OBJECTIVE: To assess the clinical value of antral follicle count (AFC) and anti-Mullerian hormone (AMH) for the prediction of ovarian response in women with endometrioma undergoing controlled ovarian stimulation for IVF using GnRH antagonist treatment.
PATIENTS AND METHODS: Fifty patients with endometrioma who underwent their first IVF/ICSI cycle with GnRH antagonist treatment were included in the study. The average AMH values were recorded as 1.5-2 ng/mL. Fifty infertile women are not suffering from endometrioma were selected from those with male factor infertility as control. They were matched according to both serum AMH levels and age. Serum samples have been collected before the IVF treatment for determining AMH levels in both groups of subjects. Likewise, each group of subject underwent ultrasound scan for AFC on day 3. Total number of oocytes retrieved during OPU, the number of transferred embryo, implantation and clinical pregnancy rates, live birth and abortion rates, total dose of rhFSH were noted in both groups of subjects.

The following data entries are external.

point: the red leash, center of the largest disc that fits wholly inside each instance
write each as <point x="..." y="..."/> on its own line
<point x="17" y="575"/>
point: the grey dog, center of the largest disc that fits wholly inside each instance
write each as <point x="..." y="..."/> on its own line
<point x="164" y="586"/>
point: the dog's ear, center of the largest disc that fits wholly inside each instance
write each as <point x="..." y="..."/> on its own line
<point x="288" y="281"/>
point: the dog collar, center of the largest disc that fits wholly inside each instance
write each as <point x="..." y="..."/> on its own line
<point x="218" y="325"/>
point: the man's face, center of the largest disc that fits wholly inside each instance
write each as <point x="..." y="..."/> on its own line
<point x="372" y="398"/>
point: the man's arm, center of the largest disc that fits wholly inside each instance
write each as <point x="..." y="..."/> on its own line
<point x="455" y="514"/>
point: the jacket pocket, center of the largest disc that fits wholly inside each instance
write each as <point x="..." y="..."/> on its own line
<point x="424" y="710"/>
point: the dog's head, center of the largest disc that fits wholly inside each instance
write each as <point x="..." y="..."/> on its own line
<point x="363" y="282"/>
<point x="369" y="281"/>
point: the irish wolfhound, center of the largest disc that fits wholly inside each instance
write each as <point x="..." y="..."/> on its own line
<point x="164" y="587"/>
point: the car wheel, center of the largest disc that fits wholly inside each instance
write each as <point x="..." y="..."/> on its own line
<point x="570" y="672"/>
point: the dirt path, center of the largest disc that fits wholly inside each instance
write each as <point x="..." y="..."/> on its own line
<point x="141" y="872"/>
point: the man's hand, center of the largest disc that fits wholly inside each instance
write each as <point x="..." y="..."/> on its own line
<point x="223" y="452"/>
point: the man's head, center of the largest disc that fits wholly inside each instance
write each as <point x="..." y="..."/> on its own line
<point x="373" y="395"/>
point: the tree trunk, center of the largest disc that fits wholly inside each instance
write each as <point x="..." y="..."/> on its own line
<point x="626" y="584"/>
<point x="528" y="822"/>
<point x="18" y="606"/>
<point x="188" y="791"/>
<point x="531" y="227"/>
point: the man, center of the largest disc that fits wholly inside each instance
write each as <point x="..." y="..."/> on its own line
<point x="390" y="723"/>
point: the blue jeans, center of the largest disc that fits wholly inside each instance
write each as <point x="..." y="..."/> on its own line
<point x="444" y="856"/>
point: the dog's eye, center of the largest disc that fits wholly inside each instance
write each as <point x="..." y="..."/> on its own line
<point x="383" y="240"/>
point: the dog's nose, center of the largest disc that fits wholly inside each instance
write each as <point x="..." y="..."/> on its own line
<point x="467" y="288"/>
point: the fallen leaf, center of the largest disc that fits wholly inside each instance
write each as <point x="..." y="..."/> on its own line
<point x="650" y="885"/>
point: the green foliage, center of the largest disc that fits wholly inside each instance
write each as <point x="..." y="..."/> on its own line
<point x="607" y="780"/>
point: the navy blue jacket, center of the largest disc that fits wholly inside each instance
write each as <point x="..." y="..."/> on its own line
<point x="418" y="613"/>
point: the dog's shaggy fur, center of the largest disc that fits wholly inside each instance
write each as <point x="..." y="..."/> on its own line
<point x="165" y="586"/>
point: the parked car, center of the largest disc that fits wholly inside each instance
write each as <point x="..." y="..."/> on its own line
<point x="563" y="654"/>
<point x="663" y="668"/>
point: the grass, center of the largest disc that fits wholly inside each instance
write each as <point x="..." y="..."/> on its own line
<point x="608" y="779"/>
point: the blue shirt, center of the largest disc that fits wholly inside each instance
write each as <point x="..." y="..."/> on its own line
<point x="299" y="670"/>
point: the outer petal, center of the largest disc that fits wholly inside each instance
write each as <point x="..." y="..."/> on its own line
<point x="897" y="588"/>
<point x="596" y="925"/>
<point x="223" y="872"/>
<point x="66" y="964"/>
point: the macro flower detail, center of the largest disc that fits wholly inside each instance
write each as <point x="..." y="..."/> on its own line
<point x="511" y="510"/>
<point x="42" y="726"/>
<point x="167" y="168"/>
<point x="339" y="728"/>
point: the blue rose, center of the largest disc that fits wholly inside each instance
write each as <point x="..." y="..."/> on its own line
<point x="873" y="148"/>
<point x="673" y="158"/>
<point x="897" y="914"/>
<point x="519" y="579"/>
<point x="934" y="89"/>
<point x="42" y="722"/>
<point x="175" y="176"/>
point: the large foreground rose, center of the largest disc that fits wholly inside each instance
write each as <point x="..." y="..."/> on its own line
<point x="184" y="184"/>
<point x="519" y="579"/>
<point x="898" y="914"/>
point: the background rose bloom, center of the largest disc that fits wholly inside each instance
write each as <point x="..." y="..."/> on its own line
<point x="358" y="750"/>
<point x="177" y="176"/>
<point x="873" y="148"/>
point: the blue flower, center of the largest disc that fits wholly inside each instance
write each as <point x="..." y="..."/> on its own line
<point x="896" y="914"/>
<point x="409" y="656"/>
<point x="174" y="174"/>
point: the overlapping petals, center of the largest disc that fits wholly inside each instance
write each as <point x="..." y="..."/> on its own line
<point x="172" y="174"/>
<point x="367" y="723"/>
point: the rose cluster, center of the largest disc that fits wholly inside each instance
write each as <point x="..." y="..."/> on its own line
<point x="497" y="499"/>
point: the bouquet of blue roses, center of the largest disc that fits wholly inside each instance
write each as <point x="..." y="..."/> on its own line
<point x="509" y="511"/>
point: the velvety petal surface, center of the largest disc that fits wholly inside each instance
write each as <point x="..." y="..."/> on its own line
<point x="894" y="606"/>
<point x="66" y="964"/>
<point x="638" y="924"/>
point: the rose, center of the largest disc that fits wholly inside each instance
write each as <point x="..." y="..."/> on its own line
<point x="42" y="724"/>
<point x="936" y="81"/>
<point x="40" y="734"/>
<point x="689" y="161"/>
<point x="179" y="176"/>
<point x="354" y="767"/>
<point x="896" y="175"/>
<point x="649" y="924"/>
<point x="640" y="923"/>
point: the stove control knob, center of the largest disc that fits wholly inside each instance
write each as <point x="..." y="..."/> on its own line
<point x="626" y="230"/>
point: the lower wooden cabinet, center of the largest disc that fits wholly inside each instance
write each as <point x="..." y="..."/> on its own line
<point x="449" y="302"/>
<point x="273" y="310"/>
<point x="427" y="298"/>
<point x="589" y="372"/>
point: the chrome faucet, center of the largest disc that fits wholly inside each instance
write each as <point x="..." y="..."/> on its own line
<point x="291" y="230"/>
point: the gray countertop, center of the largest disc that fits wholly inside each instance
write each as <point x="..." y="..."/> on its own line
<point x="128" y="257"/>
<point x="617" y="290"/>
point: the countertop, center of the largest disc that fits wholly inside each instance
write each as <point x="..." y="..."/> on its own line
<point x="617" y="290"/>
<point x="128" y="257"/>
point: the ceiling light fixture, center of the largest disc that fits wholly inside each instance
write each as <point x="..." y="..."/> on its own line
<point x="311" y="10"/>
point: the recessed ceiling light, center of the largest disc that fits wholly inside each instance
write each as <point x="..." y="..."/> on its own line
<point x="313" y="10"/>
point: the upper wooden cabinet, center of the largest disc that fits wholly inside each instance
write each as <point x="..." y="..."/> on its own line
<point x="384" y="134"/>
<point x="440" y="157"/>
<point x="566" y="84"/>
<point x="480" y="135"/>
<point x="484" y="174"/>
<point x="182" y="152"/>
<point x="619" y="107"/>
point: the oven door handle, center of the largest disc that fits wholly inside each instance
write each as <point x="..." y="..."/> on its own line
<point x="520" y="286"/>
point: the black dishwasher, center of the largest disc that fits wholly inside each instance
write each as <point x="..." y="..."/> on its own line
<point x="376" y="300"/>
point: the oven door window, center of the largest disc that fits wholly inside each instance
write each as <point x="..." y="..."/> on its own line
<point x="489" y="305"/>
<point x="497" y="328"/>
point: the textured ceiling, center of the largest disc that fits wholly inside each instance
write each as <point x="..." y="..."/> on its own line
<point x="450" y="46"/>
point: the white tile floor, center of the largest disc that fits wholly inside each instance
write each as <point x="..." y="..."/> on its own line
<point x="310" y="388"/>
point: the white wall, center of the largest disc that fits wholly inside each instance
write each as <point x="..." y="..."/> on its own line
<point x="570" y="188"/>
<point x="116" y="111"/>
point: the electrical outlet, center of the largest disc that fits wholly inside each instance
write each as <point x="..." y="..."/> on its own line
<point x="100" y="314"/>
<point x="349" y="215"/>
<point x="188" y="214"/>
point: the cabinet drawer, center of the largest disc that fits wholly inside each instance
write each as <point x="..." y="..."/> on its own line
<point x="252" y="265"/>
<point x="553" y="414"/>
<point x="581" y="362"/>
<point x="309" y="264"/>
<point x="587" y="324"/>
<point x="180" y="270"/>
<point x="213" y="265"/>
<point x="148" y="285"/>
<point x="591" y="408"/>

RESULTS: Day 3 AFC was significantly higher in the control group compared to women with endometrioma. Both the number of retrieved oocytes during oocyte pick-up, MII oocytes and 2 PN embryo were significantly lower in the endometrioma. Likewise, the fertilization, implantation, clinical pregnancy and live birth rates of endometrioma group were significantly lower than those in the control group. The total rFSH dose was higher in the endometrioma group than those in control. The percentage of abortion in the endometrioma group was found to higher compared to those with controls.
CONCLUSIONS: AFC is more sensitive than the AMH in detecting ovarian response in women with ovarian endometrioma. The individualization of GnRH antagonist protocols in subjects having endometrioma might be improved by using an AFC-tailored approach instead of AMH.